Tuesday, June 21, 2011

Growing Up Is Hard To Do

I've recently discovered that I'm growing up. Yes, at 45 I am finally growing up. It's tough. No matter the age. Some, okay most, grow up around 17-21 when they leave home for the first time. Yes, I left home about the same time - sort of. I lived in the same town/city as my folks/family. So, growing up and leaving didn't really happen until 2008, but after two months away the Universe decided I needed to go back to my hometown. So, I did until January 2010. It was then I came back to the one place I wanted to be since 1982. I've been quite happy here. I feel like I'm "home" so to speak. That is until about four months ago when I hit that major depression. Which was a very dark and scary time. I'm not there anymore, but I realized then it was because I was truly growing up. I'm on my own, and learning to really grow up. I'm making serious decisions in life. I'm learning to fly.
I went to Ireland last year. I fell in love with the country, and the people. It wasn't that vacation kind of love - I felt as if I belonged. My friend even commented that she's never met anyone take to Ireland like I had. Well, that still sits in my soul. About four months after we went to Ireland we went to England. I felt very much like I did in Ireland, but not quite the same.
My decisions are weighing on my heart and soul. I believe I know where I belong. Now, how do I get a job in one of the two locations to live out my life? How to I leave my parents behind? I've never had a man that wanted me to be his wife (legally). So, I have nothing else holding me to one place.
Of course I do miss my family & friends back home. But, I only have my parents as far as family is concerned.
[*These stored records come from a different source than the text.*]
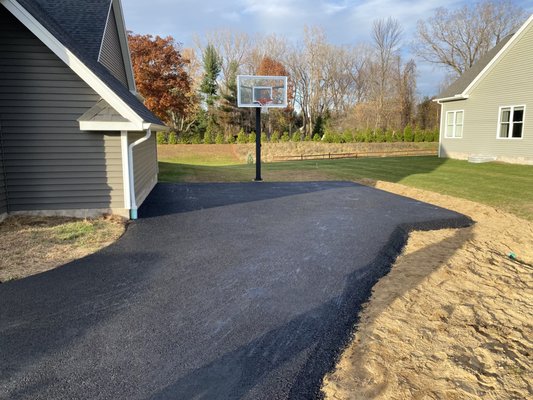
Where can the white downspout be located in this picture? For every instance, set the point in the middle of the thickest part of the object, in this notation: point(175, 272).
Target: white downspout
point(133, 201)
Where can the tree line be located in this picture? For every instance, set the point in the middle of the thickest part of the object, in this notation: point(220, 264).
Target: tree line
point(362, 87)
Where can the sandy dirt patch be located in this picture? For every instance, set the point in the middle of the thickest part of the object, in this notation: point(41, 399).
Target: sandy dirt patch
point(30, 245)
point(452, 320)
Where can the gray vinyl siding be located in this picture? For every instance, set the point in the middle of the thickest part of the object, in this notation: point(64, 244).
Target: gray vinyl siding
point(111, 53)
point(509, 83)
point(3, 193)
point(49, 163)
point(144, 165)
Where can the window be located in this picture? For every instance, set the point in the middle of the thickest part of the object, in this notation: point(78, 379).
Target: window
point(454, 124)
point(511, 125)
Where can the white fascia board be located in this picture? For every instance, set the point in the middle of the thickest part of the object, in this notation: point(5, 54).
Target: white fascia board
point(106, 126)
point(155, 127)
point(71, 60)
point(452, 98)
point(498, 56)
point(111, 126)
point(125, 169)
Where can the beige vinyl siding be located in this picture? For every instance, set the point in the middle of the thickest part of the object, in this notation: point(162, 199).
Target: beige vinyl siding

I know I have a brother, but when he left at 18 he never came back into my life. He's stayed far away and doesn't even know me or my daughter, as I don't know his family either. Mutual seperation I suppose.
The question eats at me. I miss my parents horribly, and my friends as well. All I can say is I believe I know where I belong. I have to try, right? I owe it to me to grow up. Right?
This is scary shit. It's time to grow up. I'm taking the steps to learn how to do it; to learn what I need to do to get where I need to go.
Wish me luck and keep me in your thoughts. Prayers, lit candles and positive thoughts/vibes towards me growing up is VERY appreciated. HUGS!

1 comment:

Motherkitty said...

Follow your heart. If it belongs in Ireland, then you probably do, too.